The UK’s accounting body, which has almost 260,000 members, is planning to halt remote exams amid a surge of students cheating with AI.
The Association of Chartered Certified Accountants (ACCA) has said that from March it will no longer allow students to take online exams, except in exceptional circumstances.
Remote testing, like in many universities and institutions, was introduced during the Covid pandemic to allow students to continue qualifying at a time when lockdown orders were in place and prevented students from in-person examinations.
However, the accountancy body has concluded that online tests have become too difficult to police, given the rise in AI tools available to students.

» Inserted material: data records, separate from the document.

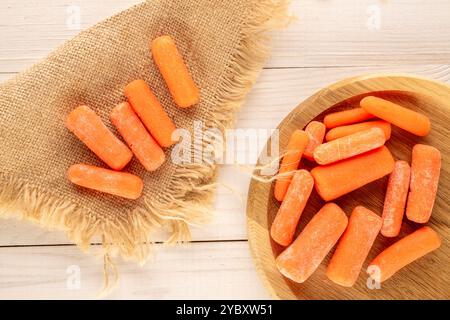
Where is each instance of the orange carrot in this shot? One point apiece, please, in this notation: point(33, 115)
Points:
point(403, 252)
point(116, 183)
point(90, 129)
point(151, 112)
point(299, 261)
point(316, 132)
point(148, 152)
point(395, 200)
point(286, 220)
point(343, 131)
point(404, 118)
point(349, 146)
point(294, 151)
point(425, 168)
point(342, 118)
point(354, 246)
point(175, 72)
point(337, 179)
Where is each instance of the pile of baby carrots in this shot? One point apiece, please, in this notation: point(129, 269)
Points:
point(142, 122)
point(353, 155)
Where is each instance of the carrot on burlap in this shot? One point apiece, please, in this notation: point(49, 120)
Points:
point(334, 180)
point(343, 118)
point(349, 146)
point(144, 147)
point(285, 223)
point(343, 131)
point(403, 252)
point(425, 170)
point(175, 72)
point(402, 117)
point(354, 246)
point(150, 111)
point(294, 151)
point(316, 133)
point(299, 261)
point(395, 200)
point(120, 184)
point(90, 129)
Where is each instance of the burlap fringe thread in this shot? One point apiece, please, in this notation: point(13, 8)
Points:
point(192, 187)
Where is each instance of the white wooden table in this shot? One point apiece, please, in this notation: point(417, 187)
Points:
point(330, 40)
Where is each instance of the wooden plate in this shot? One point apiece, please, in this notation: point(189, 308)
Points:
point(428, 277)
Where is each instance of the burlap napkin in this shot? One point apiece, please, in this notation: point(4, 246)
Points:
point(225, 44)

ACCA’s chief executive, Helen Brand, told the FT, “We’re seeing the sophistication of [cheating] systems outpacing what can be put in, [in] terms of safeguards.”
She added that the rapid rise of technology, led by AI tools, had pushed the issue of cheating to a “tipping point”, and as a result, its exams will switch back to in-person testing.
“There are very few high-stakes examinations now that are allowing [remote invigilation],” Brand added.
Last year, the Institute of Chartered Accountants in England and Wales (ICAEW) said reports of cheating were still increasing, but it still permits some exams to be sat online.
Cheating scandals
Back in 2022, the UK’s accounting regulator said that cheating in professional exams was a “live” issue at Britain’s biggest companies.
The Financial Reporting Council (FRC) ‘s probe found that instances of cheating also included some of the giants, including KPMG, PwC, Deloitte and EY, along with Mazars, Grant Thornton and BDO.
As a result, the watchdog called on the seven auditors to strengthen the measures in place to prevent cheating on exams.
In the US, the accounting regulator, the Public Company Accounting Oversight Board, fined the Dutch arms of Big Four firms Deloitte, PwC, and EY $8.5m (£6.2m) in June for ‘widespread exam misconduct’.
This followed its other sanctions in April 2024 against the Dutch arm of KPMG and its former head of assurance over exam cheating.
While Big Four giant EY reached an $100m (£82m) settlement with the US Securities and Exchange Commission (SEC) in 2022 over claims its auditors cheated on accounting exams and later misled the watchdog’s investigators.